My first born son was born on a Friday, on the 39th day of a leap year. He fell through the air straight in between two of my heartbeats — and broke me open. That was the first time I fell in love. An Aquarius bearing water, he’s been pouring life into me ever since.
I’m still picking up the pieces from the last time I fell in love. You, were 45 minutes late for our first date. You showed up with a 100 watt smile and an apology on a dark day — and I foolishly gave all my power away. I don’t recommend falling whilst you’re freshly grieving and barely breathing. Perhaps, we should stop calling that love.
At eighteen, I encountered my first heartbreak — when grandpa Gabriel was so swiftly taken away. I had never known a love like that, a fathers love — a wonderful gift I had lacked. I will look for him again next lifetime. Until then, I throw wishes in wells in the hope that I can be everything he was to me.

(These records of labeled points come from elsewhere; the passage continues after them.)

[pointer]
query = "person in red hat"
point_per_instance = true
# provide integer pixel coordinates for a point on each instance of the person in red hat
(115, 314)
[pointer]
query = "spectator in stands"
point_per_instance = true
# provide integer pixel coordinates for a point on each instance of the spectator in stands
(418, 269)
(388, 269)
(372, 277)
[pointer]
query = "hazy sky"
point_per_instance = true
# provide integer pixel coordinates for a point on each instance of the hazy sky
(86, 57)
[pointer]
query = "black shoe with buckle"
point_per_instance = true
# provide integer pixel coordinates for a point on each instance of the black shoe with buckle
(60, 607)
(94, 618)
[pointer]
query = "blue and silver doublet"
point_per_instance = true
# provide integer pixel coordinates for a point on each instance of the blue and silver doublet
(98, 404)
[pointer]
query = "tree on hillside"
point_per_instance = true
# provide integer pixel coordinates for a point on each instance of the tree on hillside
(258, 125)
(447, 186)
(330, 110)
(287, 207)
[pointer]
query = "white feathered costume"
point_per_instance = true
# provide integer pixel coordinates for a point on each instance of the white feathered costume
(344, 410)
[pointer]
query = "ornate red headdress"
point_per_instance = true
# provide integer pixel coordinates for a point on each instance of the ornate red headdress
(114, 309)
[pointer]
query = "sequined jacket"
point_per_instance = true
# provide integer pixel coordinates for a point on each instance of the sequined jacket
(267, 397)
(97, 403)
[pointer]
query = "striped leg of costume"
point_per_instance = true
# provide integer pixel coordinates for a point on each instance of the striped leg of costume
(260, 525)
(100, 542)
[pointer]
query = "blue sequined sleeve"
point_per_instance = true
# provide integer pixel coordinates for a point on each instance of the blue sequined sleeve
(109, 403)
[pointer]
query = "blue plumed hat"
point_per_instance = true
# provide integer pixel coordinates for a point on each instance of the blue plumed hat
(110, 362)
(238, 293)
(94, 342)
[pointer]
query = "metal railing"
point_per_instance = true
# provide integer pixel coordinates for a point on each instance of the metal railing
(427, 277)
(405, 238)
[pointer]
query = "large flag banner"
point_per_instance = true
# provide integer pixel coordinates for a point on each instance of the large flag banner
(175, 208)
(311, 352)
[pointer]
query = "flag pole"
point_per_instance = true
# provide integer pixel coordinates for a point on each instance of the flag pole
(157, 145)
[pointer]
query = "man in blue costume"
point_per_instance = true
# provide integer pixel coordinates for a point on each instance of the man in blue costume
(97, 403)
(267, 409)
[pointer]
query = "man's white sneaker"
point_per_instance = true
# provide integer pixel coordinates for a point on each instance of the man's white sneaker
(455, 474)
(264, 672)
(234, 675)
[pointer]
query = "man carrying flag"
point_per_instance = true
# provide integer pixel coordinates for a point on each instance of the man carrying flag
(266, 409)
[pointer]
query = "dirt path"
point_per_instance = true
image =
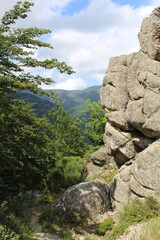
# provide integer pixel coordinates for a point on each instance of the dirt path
(39, 234)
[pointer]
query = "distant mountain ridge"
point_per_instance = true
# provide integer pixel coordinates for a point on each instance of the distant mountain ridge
(73, 100)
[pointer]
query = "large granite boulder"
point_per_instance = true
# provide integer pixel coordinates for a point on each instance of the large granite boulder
(141, 178)
(131, 98)
(85, 200)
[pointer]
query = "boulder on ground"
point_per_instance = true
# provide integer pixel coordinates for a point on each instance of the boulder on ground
(84, 200)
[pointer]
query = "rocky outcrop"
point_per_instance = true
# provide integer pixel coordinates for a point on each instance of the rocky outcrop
(100, 157)
(84, 200)
(131, 98)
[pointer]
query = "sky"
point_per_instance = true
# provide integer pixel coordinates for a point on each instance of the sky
(85, 34)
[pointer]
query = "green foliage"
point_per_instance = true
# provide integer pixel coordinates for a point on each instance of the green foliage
(13, 227)
(106, 225)
(7, 234)
(94, 123)
(25, 146)
(150, 230)
(65, 132)
(137, 212)
(67, 172)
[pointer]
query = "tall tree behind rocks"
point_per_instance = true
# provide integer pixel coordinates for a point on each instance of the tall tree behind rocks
(131, 96)
(25, 149)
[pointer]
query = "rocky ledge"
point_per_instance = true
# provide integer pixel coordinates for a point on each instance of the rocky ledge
(131, 98)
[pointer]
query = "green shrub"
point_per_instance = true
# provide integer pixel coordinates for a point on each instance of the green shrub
(7, 234)
(14, 226)
(66, 172)
(150, 230)
(106, 225)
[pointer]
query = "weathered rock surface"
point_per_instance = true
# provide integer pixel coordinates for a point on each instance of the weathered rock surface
(85, 199)
(131, 98)
(100, 157)
(141, 178)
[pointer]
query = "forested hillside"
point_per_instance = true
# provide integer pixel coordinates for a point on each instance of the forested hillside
(74, 101)
(42, 152)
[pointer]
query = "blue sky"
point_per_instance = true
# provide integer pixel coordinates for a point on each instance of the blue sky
(76, 6)
(85, 34)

Rebuilding from what has been broken inside, is a lonely but necessary ride. I’ve been sleeping with enemies called self sabotage, self doubt, my ego and its pride for far too long. Anger seemed easier to hold onto every night, I was too willing to wield its arms at the grief it masked behind my eyes.
Everyday, I’m chanced to reclaim this body as mine. ‘The first revolution is when you change your mind’ said the Poet — Gil Scott Heron, and he wasn’t lying.
The stories of my life, they find new homes outside my mind on blank pages that freeze any given time, I close my eyes, I bleed all night, I tug the sky, I ache inside, I testify, the ground and I — we do collide, it’s no surprise. Everybody tries to heal from life.
Humans are like windows and mirrors. We take in the view, we step inside — We watch the world spinning by. We dream on, I reach out and touch you — to connect with your mind. I can’t fix you the way that you need or hold back the rivers and the storms in your eyes, but maybe we can leave each other less empty — when we stand side by side.
I spill ink when life gets in between you and I. When I can’t keep you close to me, and my roars become echoes of distant screams. I know, anything short of loving, really is a waste of time.
I have been less than loving — so, so many times. Caught up battling a Sea of emotions, I lose sight. Yeah, I’m nice — but nice is just a four letter word, not a verb that I live all of the time. These internal earthquakes disturb waves of concentrated thinking — and I fall through the cracks in between.
Awake or asleep, now I’m alive and destined to die another day. Not before my time I will elevate, leaving this dimension for ancestral planes.
In the meantime, whilst my heartbeats are still racing — I need holy water. I need endless Summers south of the equator. I need the stars beneath my feet. I need my faith restored enough to make a home of the unknown and its sweet little mysteries — ‘I dwell in possibility.’ Let Poetry lead my Prose. I need to rebuild my love, line by line — piece by piece.
I need to remember — I’m Fridays child, loving and giving even when between rocks and hard places — I’m a woman soft and strong and still growing. Learning to walk the light, with a dark and bright and wild side, built for all seasons.